Unlike the other six books in the series, there really isn't a murder to be solved here (except a minor killing part way through the book when Gunther is thrown into a Russian POW camp after the war). This book is about Gunther coming to terms with how he's lived his life and the things, good or bad, that he's done. Therefore the book is filled with numerous, mostly well-handled flashbacks from 1931 through to 1946, including, for the first time in the series, events that occurred during the actual war years (all the other books took place before or after the war). Finally, we are made privy to the details of the things Gunther had only alluded to in the previous novels. Kerr has always been masterful at presenting the world we are travelling through. His research has always been impeccable, and I've always come away from his novels learning things I've rarely gleaned from non-fiction books on the subject. This book is no different. Kerr is also unafraid to let us dislike (if not hate) Gunther in this book as Bernie constantly rails against most of the Allies and their people (Canada gets a free pass, so I guess he liked us, or more likely we were unimportant).
Author Philip Kerr |
In this outing, which is not quite as good as If The Dead Rise Not, at least Kerr doesn't seem to be trying so hard to evoke the tough-guy noir writing that sometimes marred Rise Not.
“There
were two of them. They had intense, birdlike faces, five o'clock
shadows that appeared just after lunch, damp shirt collars,
nicotine-stained fingers and espresso breath. They were cops or
something very like it. One of the men, the heavier smokier, had very
white hair and very black eyebrows that looked like two lost
caterpillars. The other was taller, with a whore's sulky mouth, ears
like the handles on a trophy, and an insomniac's hooded, heavy eyes.”
We
have been very fortunate with this long series. Too often a writer
returns to the well one, two, three or four times too many (Robert B.

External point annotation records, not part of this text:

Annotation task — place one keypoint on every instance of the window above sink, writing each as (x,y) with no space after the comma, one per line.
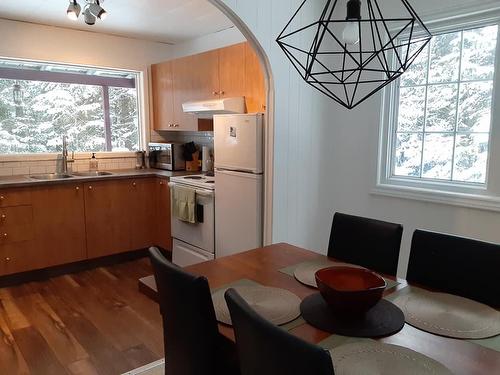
(96,108)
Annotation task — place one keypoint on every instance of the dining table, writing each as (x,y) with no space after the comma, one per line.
(263,266)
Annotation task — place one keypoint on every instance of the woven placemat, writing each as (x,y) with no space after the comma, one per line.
(447,315)
(376,359)
(304,272)
(279,306)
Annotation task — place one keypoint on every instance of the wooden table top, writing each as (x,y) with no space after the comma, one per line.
(262,265)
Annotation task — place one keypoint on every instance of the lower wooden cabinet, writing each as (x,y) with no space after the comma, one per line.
(59,224)
(163,233)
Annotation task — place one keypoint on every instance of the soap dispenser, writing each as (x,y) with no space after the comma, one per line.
(94,164)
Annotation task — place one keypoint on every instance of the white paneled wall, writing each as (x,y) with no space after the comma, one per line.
(325,156)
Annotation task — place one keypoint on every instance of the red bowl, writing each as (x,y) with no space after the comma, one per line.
(349,290)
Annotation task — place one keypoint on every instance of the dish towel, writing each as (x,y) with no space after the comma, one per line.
(184,204)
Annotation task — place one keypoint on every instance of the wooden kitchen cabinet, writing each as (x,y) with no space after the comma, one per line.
(163,232)
(255,87)
(163,98)
(108,217)
(143,216)
(231,71)
(59,224)
(182,71)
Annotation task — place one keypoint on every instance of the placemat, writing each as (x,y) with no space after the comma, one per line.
(304,271)
(383,359)
(383,319)
(448,315)
(279,306)
(490,343)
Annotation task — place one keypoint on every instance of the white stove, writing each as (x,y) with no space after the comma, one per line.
(198,181)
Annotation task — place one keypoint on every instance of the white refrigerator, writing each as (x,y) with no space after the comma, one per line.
(238,148)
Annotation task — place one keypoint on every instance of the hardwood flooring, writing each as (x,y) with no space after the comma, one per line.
(92,322)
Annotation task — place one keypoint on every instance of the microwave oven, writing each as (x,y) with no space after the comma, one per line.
(168,156)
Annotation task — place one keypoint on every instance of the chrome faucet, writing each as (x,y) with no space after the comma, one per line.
(65,159)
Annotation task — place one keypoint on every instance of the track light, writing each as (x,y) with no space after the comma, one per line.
(97,10)
(73,10)
(92,10)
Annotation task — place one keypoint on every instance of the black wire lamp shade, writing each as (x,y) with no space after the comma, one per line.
(350,49)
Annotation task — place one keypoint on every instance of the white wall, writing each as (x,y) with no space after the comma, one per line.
(47,43)
(208,42)
(326,157)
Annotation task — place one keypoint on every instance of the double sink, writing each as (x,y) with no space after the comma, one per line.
(58,176)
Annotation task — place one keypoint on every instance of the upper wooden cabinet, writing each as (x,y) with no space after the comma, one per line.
(163,99)
(231,71)
(221,73)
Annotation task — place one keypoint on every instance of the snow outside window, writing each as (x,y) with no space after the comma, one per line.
(444,112)
(39,103)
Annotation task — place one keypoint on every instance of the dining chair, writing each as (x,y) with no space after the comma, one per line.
(456,265)
(370,243)
(193,344)
(266,349)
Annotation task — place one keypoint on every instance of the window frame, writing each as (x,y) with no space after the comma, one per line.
(467,194)
(105,82)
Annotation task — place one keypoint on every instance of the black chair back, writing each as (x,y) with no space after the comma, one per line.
(370,243)
(456,265)
(265,349)
(193,345)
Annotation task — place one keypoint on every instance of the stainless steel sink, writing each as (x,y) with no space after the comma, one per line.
(92,173)
(50,176)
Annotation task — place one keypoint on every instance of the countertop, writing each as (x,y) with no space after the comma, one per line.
(27,181)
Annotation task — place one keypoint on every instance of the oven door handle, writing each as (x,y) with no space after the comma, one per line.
(201,193)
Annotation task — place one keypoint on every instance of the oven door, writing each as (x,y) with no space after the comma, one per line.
(201,234)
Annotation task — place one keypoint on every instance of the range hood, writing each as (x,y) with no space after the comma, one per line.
(208,108)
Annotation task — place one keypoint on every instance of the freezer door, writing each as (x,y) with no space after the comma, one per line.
(238,142)
(238,212)
(184,254)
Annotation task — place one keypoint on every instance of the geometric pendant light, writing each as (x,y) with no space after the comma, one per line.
(351,49)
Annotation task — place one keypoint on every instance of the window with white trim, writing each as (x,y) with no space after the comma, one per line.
(97,109)
(439,116)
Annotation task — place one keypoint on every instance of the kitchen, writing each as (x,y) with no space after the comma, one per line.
(162,158)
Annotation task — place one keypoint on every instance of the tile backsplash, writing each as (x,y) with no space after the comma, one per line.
(34,164)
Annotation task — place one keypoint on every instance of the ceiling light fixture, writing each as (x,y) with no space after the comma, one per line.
(350,58)
(91,11)
(73,10)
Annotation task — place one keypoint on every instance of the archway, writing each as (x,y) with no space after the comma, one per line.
(269,117)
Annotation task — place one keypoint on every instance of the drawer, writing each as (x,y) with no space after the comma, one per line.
(16,216)
(19,257)
(15,233)
(18,197)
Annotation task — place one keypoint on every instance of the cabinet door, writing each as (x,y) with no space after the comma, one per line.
(205,75)
(143,212)
(163,99)
(108,217)
(59,223)
(182,71)
(163,235)
(231,72)
(254,82)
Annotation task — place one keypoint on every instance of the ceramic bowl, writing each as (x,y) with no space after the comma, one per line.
(349,290)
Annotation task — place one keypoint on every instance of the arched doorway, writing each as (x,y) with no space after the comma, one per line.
(269,129)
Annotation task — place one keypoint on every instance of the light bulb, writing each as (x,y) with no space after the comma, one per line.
(350,35)
(73,10)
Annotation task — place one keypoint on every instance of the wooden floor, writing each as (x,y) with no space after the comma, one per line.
(93,322)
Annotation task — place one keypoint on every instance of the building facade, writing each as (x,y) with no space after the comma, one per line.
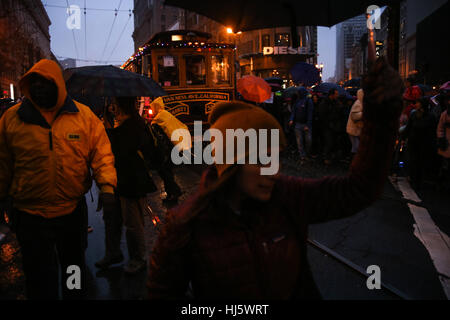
(24,40)
(68,63)
(264,53)
(348,35)
(412,12)
(269,53)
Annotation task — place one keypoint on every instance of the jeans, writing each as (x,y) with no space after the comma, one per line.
(303,139)
(113,231)
(133,218)
(49,247)
(355,143)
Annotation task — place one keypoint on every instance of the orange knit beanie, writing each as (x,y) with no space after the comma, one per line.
(240,115)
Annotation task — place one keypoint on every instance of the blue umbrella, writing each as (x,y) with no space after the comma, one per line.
(306,73)
(325,87)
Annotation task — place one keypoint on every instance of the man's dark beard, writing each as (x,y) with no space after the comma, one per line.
(44,97)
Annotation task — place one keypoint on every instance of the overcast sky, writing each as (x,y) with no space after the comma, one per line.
(97,28)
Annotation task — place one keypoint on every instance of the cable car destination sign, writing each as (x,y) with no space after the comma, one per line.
(285,50)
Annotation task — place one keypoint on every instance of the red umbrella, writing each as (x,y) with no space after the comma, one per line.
(254,89)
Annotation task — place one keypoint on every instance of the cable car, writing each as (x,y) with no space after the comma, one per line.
(195,72)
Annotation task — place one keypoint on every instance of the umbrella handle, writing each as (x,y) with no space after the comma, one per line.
(371,55)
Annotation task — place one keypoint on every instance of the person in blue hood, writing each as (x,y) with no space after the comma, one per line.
(301,118)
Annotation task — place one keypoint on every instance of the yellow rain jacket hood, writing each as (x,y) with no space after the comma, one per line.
(46,168)
(50,70)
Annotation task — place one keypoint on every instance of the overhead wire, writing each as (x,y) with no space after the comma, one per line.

Parker's Spenser novels, for example) ruining a good thing. Perhaps
because Kerr took a 15-year break in the series (A German Requiem, the last book in the so-called Berlin Noir trilogy, was released in 1991; the first book in this group of four, The One From The Other,
was released in 2006) he has managed to keep it fresh. Whether he plans
to write anymore I have no idea, but if he wants to finish a third
trilogy (and the books can be divided like that), I'd certainly not
object. Field Grey is currently only available from Britain (published by Quercus) for approximately £18, including shipping. It will be released in Canada by Penguin Books in March 2011.